Award-Winning Daughters and Dads Program Coming to Gymnastics NSW

22 July, 2021



We have some fantastic news for our gymnastics community! 

In an Australian-first for the sport, Gymnastics NSW has been awarded a $50,000 grant to roll out the award-winning Daughters and Dads program. Awarded by The Office of Sport, Her Sport Her Way, the grant will allow GNSW to run the program in clubs in a bid to enhance the physical and social-emotional wellbeing of gymnasts. Daughters and Dads Active and Empowered is a community-based lifestyle program targeting fathers as the agents of change to improve their daughters’ fitness and physical activity levels and mental health.

GNSW plans to pilot the program in five clubs with course presenters who we hope will gain an authority to subsequently educate further clubs in coming years. It’s hoped the program can be offered through most clubs into the future.

CEO Aaron Bloomfield says GNSW is very grateful for this opportunity that can greatly benefit gymnasts throughout the state.

“This news could not be more exciting, especially because most of our gymnasts are young women,” Mr Bloomfield said. “We believe participation in the program will lead to increased positivity around body image and self-confidence. Gymnastics isn’t always a high-pressure sport geared towards winning, it’s about skill development and enjoyment.”

At its heart, the program means participants can hang out with their dads in a fun and creative way while reaping the benefits.

Why is this program needed?

Research shows dads or significant male figures play an influential role in a girl’s physical activity levels, sport skills and social-emotional wellbeing. Fathers who are actively engaged with their daughters improve mental health outcomes such as higher levels of cognitive ability, self-esteem, social skills, resilience, and educational outcomes. Fathers also have a critical role in helping their daughters form a healthy view of their body image, which is important given that self-esteem and body image are major concerns facing girls, particularly in the teenage years.
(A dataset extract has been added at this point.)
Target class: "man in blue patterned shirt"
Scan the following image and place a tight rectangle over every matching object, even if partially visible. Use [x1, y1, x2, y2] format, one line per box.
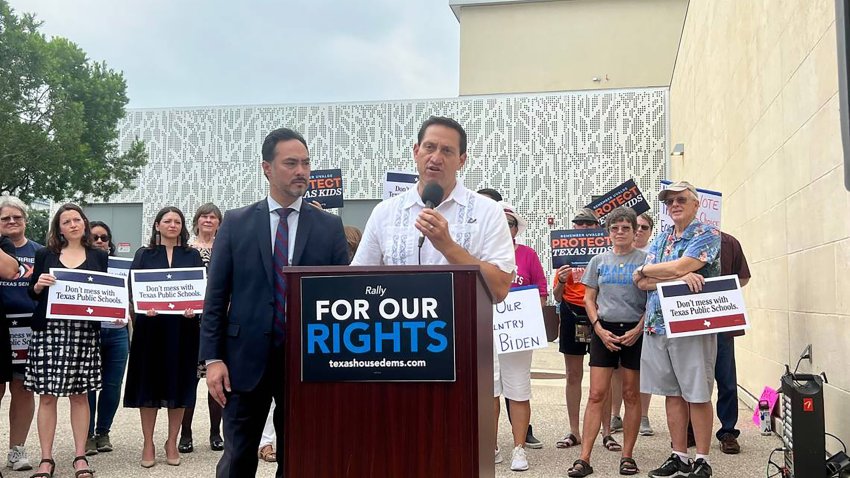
[632, 181, 721, 478]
Despite the many benefits that result from a strong father-daughter bond, research suggests that up to 70% of fathers see themselves as an ‘extra set of hands’ when raising their daughters. In addition, fathers are often less involved with their daughters than mothers and tend to spend less time with daughters than sons. 
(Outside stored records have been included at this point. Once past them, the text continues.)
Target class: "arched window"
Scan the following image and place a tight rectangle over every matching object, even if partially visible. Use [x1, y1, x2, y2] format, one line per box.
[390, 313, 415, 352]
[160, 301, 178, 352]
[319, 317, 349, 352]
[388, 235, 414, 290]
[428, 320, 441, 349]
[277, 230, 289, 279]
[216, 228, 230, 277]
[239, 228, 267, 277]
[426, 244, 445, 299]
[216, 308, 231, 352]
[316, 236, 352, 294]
Studies show girls enter sports on average two years later than boys and drop out six times faster. By the time they enter high school, less than 10% of girls can adequately perform basic sport skills such as kicking, catching and throwing, which are the building blocks for confident and competent participation in physical activities through life.

About the program

Her Sport Her Way program Chair Kerry Turner says the gymnastics community is in a great position to help girls continue their participation in sport.

“The high participation rates of girls under 12 means gymnastics already has a strong community that can benefit from increased participation into adolescence,” she said. “Gymnastics helps build up fundamental movement skills, providing an important baseline of skills that helps encourage ongoing participation both within gymnastics, and across other sports and physical activity.”

Daughters are given the chance to practice key social-emotional skills including self-control, persistence, critical thinking, resilience and self-reliance. They will spend quality time with their dads in fun practical sessions involving sport skills, rough and tumble play and health-related fitness games. Meanwhile, dads learn evidence-based parenting skills and strategies to emotionally connect with their daughters and improve their physical and mental health.

Participating daughters must be attending primary school between kindergarten - Year 6.